In May 1935, the codes were overturned by a unanimous Supreme Court, freeing chain retailers to demand better deals from suppliers and pass the savings on to customers. Within days, H. B. Teegarden, the general counsel of the Wholesale Grocers Association, drafted legislation to limit the impact of the court’s ruling by making it illegal, in most circumstances, for manufacturers to offer volume discounts. The bill barred lower prices for direct purchasers such as A&P than for retailers that purchased through wholesalers. A manufacturer paying a giant customer for advertising its product had to offer a proportionate allowance to the tiniest business.
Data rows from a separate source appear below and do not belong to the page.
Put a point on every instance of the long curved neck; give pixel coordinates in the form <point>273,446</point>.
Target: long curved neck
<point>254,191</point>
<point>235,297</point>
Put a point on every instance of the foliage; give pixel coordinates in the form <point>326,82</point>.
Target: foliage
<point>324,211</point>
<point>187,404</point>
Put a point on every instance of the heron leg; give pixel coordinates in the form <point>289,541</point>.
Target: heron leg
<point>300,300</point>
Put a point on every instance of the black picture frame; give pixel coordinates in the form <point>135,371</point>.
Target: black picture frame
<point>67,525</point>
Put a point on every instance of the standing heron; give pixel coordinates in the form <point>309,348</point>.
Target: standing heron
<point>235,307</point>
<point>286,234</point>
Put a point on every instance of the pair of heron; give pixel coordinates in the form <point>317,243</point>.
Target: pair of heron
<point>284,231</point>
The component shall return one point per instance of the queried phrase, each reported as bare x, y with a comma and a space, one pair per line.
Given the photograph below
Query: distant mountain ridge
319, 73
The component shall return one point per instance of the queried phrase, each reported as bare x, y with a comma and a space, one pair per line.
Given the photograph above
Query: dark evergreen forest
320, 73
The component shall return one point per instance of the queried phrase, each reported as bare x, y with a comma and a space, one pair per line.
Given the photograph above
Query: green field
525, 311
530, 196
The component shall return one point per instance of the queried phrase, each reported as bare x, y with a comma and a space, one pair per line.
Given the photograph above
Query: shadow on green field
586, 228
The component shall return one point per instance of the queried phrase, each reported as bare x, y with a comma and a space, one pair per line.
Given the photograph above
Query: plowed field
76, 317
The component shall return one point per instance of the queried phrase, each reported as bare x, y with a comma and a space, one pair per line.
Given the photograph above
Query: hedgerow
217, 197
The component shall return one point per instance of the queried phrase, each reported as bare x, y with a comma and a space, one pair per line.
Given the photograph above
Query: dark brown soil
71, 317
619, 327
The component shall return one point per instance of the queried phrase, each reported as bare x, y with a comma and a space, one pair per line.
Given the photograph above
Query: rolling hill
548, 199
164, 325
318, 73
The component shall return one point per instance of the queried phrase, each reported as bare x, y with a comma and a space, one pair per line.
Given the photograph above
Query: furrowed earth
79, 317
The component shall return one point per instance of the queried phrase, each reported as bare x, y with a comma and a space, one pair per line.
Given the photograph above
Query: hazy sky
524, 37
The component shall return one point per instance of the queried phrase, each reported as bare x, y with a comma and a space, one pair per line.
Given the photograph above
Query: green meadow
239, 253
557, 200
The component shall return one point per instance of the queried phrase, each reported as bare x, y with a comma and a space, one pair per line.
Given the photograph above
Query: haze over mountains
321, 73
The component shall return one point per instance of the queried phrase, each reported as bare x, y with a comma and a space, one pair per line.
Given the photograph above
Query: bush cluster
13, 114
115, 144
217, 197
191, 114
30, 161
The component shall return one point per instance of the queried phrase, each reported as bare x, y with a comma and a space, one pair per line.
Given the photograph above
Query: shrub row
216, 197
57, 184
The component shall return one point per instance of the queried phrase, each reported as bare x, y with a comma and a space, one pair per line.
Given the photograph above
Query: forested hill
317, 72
Manufacturers generally opposed this legislation: it cost them far less to sell by the boxcar than by the case, and they worried that higher prices might drive more retailers into manufacturing. Nonetheless, Congress enacted Teegarden’s bill as the Robinson-Patman Act in 1936. President Franklin Roosevelt apparently approved it reluctantly, for there are no known photographs of him signing it.

The two main antitrust agencies responded in very different ways. The Department of Justice, which handles most industrial competition matters, generally ignored Robinson-Patman, while the FTC, which oversees competition in retailing, enforced the law aggressively. In 1938, it required A&P to pay for brokerage commissions on purchases involving no brokers. A decade later, it restrained the Morton Salt Company from selling small quantities of table salt at $1.60 per case while charging less to customers buying by the rail carload. These sorts of orders, repeatedly upheld by the courts, forced chain stores to raise prices. The discount revolution would be postponed by several decades, to help keep small businesses alive.

By the 1960s, though, competition was driving manufacturers and retailers to find ways to work around Robinson-Patman. Can’t offer a volume discount to a big retailer? No problem: tinker with the product, so a giant chain can order a customized version, perhaps with a unique brand name, at a lower price. Want to grant a big buyer a discount for purchasing directly, without going through a wholesaler? Permit a discount for small customers, too—if they can master the technical demands for ordering, paying and taking delivery on the same terms as their larger competitors. With such circumventions, discount chains gained market share as Robinson-Patman fell into disuse.

Global supply chains have made Robinson-Patman even less relevant. Large retailers and manufacturers commonly deal directly with foreign suppliers. Whether they are selling fuel injectors, frozen fish fillets or jars of artichoke hearts, those suppliers have no obligation to offer their goods at the same price to all U.S. customers. Despite all the talk about “reshoring” manufacturing, if the FTC tightens enforcement of Robinson-Patman, you can expect to find even more imported merchandise at the store, because shoppers’ interest in saving money is unlikely to go away.